Under the hood, that means training control models inside physically realistic simulators of our process units, then closing the gap against real plant data before anything touches live equipment.
What You'll Do
  • Run reinforcement learning experiments in our physically realistic simulators of mineral processing operations, and help turn the results into better controllers.
  • Build and refine pieces of our training environments-reward functions, observations, and action logic-with guidance from senior engineers.
  • Train control models, track and interpret their performance, and dig into why a model underperforms.
  • Help close the gap between simulation and reality by comparing model behavior against real plant data and flagging where the physics diverges.
  • Write clean, well-tested code and contribute to the services that put models into production.
  • Partner with process and chemistry experts to understand the unit operations you're modeling.
Desired Qualifications
  • 0-4 years of experience (including internships or research) in machine learning, reinforcement learning, or scientific computing-or a strong recent graduate with demonstrated project depth.
  • Solid grounding in machine learning fundamentals, with working knowledge of modern deep learning; exposure to reinforcement learning is a strong plus.
  • Proficiency in Python and comfort reading and debugging an existing codebase.
  • Curiosity about physical, industrial systems and eagerness to learn chemistry and process engineering from experts who will challenge your assumptions.
  • A self-starter who asks good questions, ships, and escalates blockers early.
Why This Role
We own the projects, generate the data, and close the loop. Every facility we build makes the software smarter-and the next facility faster and cheaper.

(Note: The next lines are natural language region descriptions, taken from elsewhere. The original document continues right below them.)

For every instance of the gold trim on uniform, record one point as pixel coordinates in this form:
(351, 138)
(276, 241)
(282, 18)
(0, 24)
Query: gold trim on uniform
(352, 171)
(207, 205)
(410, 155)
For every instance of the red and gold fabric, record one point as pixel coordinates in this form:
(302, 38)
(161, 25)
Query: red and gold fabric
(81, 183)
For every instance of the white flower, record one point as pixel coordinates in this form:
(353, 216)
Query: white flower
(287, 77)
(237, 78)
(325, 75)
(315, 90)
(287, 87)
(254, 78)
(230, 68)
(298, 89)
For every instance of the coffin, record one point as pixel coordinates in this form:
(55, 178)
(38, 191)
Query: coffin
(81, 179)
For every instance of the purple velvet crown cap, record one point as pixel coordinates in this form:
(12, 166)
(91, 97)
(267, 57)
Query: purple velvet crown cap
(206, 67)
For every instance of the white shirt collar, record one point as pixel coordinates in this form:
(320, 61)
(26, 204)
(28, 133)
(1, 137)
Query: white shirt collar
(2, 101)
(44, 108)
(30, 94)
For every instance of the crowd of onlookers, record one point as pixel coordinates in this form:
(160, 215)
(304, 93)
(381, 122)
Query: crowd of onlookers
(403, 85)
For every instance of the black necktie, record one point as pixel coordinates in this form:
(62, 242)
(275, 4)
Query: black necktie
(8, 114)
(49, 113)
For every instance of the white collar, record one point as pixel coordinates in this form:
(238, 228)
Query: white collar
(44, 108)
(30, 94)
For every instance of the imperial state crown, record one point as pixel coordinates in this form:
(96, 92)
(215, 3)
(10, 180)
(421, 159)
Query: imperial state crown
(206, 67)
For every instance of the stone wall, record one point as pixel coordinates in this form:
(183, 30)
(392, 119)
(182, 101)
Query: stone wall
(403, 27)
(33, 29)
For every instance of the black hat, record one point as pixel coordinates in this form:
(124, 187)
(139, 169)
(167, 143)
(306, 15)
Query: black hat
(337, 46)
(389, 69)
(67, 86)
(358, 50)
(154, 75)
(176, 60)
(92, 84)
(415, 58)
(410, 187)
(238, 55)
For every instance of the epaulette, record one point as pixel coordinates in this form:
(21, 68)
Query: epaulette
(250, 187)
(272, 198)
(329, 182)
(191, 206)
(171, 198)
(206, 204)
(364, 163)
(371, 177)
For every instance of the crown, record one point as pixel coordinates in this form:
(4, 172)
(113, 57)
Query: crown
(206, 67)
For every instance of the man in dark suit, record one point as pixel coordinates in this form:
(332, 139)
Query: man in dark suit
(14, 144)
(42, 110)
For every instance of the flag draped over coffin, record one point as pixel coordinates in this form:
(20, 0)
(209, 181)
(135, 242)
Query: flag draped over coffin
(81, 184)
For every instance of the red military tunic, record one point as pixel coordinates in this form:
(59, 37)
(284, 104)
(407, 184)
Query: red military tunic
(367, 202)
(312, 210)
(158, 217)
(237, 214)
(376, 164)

Mining is one of the last major industrial sectors that hasn't been rebuilt with modern software. The opportunity here isn't a feature gap-it's entire workflows and systems that don't exist yet.
Your work will directly shape how critical minerals are produced at scale in the coming decades.
Our culture is built on three principles:
Extreme Ownership - We take full responsibility for outcomes, relentlessly driving toward solutions.
Engineer Out Requirements, then Automate - We simplify, optimize, and then automate for scale.
Share Your Legos - We collaborate openly, share knowledge, and empower each other to build bigger, better solutions.
Join us as we build the future of responsible mineral sourcing and supply.